Whole-making number three: more than once in the encyclical the pope reminds us, “that it is not enough to think of different species merely as potential resources to be exploited while overlooking the fact that they have value in themselves” (33). “In our time,” the pontiff boldly states,” the Church does not simply state that other creatures are completely subordinated to the good of human beings, as if they have no worth in themselves and can be treated as we wish;” rather, “ . . . other living beings have a value of their own in God’s eyes: by their mere existence they bless God and give him glory” (69).
The “biblically inspired” dominion model of relating to creation has been permanently retired with the words: “ . . . we must forcefully reject the notion that our being made in the image of God justifies absolute domination over other creatures” (67). The “other-than-human” has been re-membered in the affirmation of its worth in God’s eyes.
Yes, more points for the pontiff from my students, for as they would know from studying Berry, “The Earth is a communion of subjects not a collection of objects.”
The pope turns to the bishops of Bolivia for yet another area for whole-making, which is a lynch-pin of the entire document: “Everyday experience and scientific research shows that the greatest effects of all attacks on the environment are suffered by the poorest”(48). It is a “no-brainer” for some, but in a global society like our own where the poor are institutionally and systematically marginalized and kept out of sight and thus out of mind, more points go to the pope for making the invisible visible.

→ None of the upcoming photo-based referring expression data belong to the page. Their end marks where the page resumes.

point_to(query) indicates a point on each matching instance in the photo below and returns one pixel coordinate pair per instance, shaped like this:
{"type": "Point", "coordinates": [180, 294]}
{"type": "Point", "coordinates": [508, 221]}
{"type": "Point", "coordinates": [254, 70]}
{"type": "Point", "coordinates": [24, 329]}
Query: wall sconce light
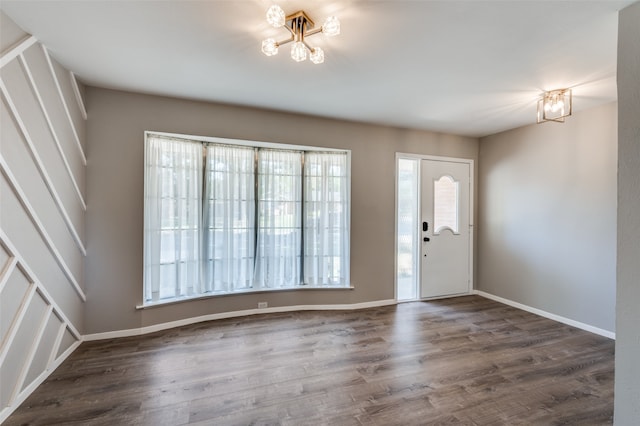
{"type": "Point", "coordinates": [299, 25]}
{"type": "Point", "coordinates": [554, 105]}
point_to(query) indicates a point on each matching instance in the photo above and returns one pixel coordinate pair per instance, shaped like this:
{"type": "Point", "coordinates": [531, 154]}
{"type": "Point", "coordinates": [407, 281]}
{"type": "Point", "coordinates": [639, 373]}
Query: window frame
{"type": "Point", "coordinates": [256, 145]}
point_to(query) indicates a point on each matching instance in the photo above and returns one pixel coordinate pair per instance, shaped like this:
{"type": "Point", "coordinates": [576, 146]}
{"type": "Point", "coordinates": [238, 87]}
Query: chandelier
{"type": "Point", "coordinates": [300, 26]}
{"type": "Point", "coordinates": [554, 105]}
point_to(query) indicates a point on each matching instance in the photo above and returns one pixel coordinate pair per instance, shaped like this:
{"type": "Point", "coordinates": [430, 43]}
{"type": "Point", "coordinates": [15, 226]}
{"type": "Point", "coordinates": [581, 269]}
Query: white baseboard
{"type": "Point", "coordinates": [233, 314]}
{"type": "Point", "coordinates": [549, 315]}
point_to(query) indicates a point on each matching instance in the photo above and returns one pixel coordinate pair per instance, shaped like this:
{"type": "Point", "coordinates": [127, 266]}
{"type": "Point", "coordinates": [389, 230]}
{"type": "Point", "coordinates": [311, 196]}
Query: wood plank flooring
{"type": "Point", "coordinates": [467, 360]}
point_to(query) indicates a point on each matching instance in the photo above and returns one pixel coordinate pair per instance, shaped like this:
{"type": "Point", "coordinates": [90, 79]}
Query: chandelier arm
{"type": "Point", "coordinates": [312, 32]}
{"type": "Point", "coordinates": [311, 49]}
{"type": "Point", "coordinates": [289, 40]}
{"type": "Point", "coordinates": [293, 33]}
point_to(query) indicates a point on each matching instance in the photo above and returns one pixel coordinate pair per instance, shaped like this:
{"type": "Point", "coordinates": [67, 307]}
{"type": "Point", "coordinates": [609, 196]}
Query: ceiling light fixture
{"type": "Point", "coordinates": [554, 105]}
{"type": "Point", "coordinates": [299, 26]}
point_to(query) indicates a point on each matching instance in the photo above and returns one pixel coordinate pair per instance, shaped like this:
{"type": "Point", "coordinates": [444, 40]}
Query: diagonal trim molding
{"type": "Point", "coordinates": [549, 315]}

He tells us, “ . . . a true ecological approach always becomes a social approach; it must integrate questions of justice in debates on the environment so as to hear both the cry of the earth and the cry of poor” (49). He reinforces this point in ways too numerous to list. Two stand out for their far reaching implications: Profit cannot be the sole criterion (187), and “ . . . we need to think of containing growth . . . the time has come to accept decreased growth in some parts of the world, in order to provide resources for other places to experience healthy growth”(193).
Whole-making number five: The poor are re-membered into the one community of life. They are not other, they are us.

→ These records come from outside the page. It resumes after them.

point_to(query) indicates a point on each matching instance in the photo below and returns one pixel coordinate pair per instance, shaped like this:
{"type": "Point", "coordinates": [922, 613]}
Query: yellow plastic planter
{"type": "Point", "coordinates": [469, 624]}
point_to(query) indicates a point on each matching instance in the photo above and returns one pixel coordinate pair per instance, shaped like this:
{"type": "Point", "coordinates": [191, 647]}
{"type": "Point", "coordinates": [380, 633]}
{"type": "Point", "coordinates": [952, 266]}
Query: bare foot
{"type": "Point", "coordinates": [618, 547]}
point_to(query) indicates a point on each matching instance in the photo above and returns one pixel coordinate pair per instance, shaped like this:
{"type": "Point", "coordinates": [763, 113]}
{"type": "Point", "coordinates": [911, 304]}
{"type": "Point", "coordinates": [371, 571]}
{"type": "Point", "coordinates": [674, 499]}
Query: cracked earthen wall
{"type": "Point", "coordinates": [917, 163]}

Integral development and now integral ecology are all about making wholes where artificial and fallacious divisions have grown up over centuries. I recall vividly an experience I had years ago. I began to feel as if I was bringing more of myself to prayer than ever before. It felt strange at first but then really right. It was an experience of alignment and integration, a re-membering of myself even. I came to understand it as born of my growing embrace of the Universe Story. I knew then that as I came to prayer in the morning, and as I moved throughout day, I carried the 13.8-billion-year story with all its unfolding – other-than human and human life – in my very body. I walked with a new integrity and joy. I carried the pain of centuries as well. This is what happens as we approach wholeness. This is how I feel after reading the encyclical.
In the first chapter Francis articulates the goal of the encyclical. He says, “Our goal is not to amass information or satisfy curiosity, but rather to become painfully aware, to dare to turn what is happening to the world into our own personal suffering and thus discover what each of us can do about it” (19). It certainly had that impact on me. I am not sure about how my students would grade the encyclical, but I would give it an “A.”
[Margaret Galiardi, is a Dominican Sister from Amityville, New York, whose passion is the contemplative integration of justice and peace for people and planet. She is a “lover of the wild,” a spiritual director and workshop and retreat leader who has lectured nationally on the New Cosmology and the Christian Story. She spent a year living with the Trappistine monks in their monastery on the Lost Coast of Northern California in the Redwood Forest.]